If you are gathering footage for your documentary, one of the most important things to consider is your B-roll footage.
B-roll footage is simply the additional footage needed to complete the film's narrative.
B-roll footage for a documentary about car racing may consist of various shots of the cars racing, close-ups of tires spinning or a driver gripping the steering wheel, shots of fan reactions, mechanics surrounding the car, and pretty much anything that says "car racing".
Gathering B-roll footage should not be approached lightly.
Just pointing and shooting at the action isn't going to be enough.
Your film's B-roll footage offers you (or your cinematographer) endless options for expression.
The B-roll footage that you gather can move your film from mere documentation of events into a film that moves people and strikes awe in their hearts.
Filmmaker Matti Haapoja understands the value of B-roll. And while there are no rules to B-roll there are some things to consider in order to give your documentary the best and most useful footage to use in the editing process.
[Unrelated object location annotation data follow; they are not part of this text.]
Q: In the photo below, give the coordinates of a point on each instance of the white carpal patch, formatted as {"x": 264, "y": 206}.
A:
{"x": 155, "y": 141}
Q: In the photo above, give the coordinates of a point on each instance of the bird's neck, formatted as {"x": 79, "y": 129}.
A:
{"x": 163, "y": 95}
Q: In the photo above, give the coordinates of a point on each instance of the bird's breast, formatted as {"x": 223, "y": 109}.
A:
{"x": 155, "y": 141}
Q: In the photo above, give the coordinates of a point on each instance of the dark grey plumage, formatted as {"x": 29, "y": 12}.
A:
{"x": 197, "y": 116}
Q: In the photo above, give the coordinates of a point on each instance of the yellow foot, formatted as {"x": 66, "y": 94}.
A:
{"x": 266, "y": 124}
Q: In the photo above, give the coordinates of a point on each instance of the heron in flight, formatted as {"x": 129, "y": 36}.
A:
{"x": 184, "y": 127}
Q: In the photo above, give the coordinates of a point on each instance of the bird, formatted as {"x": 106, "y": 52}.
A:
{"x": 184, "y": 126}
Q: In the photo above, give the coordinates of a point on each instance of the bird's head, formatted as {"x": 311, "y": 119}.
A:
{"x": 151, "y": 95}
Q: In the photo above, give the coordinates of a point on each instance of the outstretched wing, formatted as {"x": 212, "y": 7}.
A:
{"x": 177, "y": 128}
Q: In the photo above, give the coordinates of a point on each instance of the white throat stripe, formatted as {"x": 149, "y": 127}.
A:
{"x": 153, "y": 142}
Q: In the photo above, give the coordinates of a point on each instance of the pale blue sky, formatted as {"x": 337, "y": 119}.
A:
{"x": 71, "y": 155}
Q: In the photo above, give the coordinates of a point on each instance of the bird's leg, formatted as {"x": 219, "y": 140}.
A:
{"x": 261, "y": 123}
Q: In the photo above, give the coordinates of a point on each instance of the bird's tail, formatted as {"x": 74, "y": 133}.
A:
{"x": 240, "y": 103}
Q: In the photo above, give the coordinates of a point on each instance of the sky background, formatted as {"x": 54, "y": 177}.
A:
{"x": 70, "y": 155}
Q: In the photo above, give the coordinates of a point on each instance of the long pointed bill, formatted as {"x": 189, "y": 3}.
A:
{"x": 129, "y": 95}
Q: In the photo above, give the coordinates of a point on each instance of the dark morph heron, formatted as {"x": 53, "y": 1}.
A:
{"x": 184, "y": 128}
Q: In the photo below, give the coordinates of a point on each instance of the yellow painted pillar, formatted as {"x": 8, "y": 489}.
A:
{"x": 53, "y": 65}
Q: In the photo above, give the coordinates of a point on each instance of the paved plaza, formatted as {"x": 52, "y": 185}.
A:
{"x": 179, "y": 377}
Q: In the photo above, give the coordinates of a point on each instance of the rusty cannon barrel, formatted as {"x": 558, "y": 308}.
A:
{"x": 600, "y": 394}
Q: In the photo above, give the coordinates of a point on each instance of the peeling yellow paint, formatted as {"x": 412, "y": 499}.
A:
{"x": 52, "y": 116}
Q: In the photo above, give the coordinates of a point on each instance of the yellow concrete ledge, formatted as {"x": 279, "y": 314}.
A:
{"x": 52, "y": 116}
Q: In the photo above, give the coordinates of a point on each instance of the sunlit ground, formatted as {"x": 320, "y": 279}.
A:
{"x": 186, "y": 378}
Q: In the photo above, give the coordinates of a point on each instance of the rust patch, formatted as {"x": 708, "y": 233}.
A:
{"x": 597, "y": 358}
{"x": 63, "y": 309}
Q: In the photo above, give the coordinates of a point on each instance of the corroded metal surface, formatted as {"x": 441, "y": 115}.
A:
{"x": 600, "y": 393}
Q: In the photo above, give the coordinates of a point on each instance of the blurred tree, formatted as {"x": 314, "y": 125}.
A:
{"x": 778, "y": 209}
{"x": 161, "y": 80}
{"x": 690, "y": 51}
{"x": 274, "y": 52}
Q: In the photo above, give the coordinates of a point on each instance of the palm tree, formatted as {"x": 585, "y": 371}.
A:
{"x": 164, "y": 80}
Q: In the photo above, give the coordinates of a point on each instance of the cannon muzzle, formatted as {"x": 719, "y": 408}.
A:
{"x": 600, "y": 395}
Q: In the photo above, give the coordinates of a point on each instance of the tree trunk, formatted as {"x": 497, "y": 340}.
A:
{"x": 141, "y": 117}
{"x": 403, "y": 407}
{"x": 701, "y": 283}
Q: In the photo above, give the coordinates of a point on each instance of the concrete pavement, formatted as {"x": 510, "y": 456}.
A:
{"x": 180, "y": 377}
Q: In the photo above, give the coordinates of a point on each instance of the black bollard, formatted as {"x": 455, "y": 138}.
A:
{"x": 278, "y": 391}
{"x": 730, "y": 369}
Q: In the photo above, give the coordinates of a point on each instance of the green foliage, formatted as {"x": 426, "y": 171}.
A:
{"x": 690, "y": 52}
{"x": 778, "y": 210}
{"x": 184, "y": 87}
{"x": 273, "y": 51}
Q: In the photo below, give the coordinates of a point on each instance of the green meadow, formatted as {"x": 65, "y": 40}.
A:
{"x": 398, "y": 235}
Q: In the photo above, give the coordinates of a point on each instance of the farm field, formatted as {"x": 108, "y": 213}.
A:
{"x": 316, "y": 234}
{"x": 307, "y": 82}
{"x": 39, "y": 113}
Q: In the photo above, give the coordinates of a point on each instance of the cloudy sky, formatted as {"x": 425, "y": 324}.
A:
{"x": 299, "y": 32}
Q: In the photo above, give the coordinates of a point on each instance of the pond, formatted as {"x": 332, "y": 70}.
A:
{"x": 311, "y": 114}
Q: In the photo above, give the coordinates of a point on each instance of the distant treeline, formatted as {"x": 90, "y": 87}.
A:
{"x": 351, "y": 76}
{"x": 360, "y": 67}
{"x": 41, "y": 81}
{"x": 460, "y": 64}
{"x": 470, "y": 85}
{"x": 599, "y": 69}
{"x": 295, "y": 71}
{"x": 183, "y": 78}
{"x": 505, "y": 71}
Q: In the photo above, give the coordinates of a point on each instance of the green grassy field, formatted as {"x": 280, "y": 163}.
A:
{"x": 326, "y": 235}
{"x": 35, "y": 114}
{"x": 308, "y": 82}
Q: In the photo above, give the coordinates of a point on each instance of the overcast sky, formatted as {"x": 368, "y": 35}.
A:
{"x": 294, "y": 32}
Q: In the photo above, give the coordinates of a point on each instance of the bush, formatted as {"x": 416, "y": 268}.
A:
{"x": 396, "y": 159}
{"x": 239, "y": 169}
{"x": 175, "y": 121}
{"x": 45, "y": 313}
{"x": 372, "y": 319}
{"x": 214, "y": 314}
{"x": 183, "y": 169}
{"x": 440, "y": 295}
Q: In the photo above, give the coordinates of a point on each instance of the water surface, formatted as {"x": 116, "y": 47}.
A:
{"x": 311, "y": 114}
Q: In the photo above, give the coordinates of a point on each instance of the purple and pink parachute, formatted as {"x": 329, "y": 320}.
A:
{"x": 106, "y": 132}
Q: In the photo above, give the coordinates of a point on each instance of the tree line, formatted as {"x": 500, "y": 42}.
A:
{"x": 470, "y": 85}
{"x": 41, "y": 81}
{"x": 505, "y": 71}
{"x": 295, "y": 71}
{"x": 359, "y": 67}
With that said, here are Matti's five mistakes to avoid when shooting B-roll.
You really can't shoot enough B-roll. Make sure all of that footage is properly tagged and keyworded before you bring it into the editing process. You'll save yourself a lot of headache if you organize your B-roll footage properly and consistently.
B-roll footage is not just pointing the camera at something and letting life pass by. (Although that is one of many B-roll ideas to consider.) Be creative when you shoot. Look for different angles, different lighting, different forms of camera motion, close-ups, and wide shots. Think ahead and shoot with a style or movement that will carry the B-roll footage throughout your film.
Make sure that the movement you are using to illustrate the story is consistent. If a person is walking from right to left in the first shot, make sure the next shot doesn't contradict that movement. (It confuses the brain).
This goes back to being creative. What are the best props or subjects or settings to use that illustrate the story you are telling?
If your documentary is about farm to table meals, don't just have a shot of the farm and a table. Utilize your B-roll and gather footage of people tending the land, crops being picked and taken out of the fields and into storage or shipping. Show the delivery of the food to the market where it's sold. Show the financial transaction taking place and the family who bought the food going home to serve the food. Show the family eating the food...you get the idea.
Thinking with an illustrative mindset will give you more storytelling options in the editing process.
Again, shooting B-roll footage is not pointing a camera at the subject and trying to keep it in the frame.
B-roll footage needs to be shot with intention. With an intention that the footage will support the story being told is a good start. But you can shoot with even more intention.
Make sure your viewers know what the subject is in each shot. Each shot or clip you shoot should be composed in a way the easily allows the viewers to understand what is the main focus of the video clip. You are always telling stories within the story.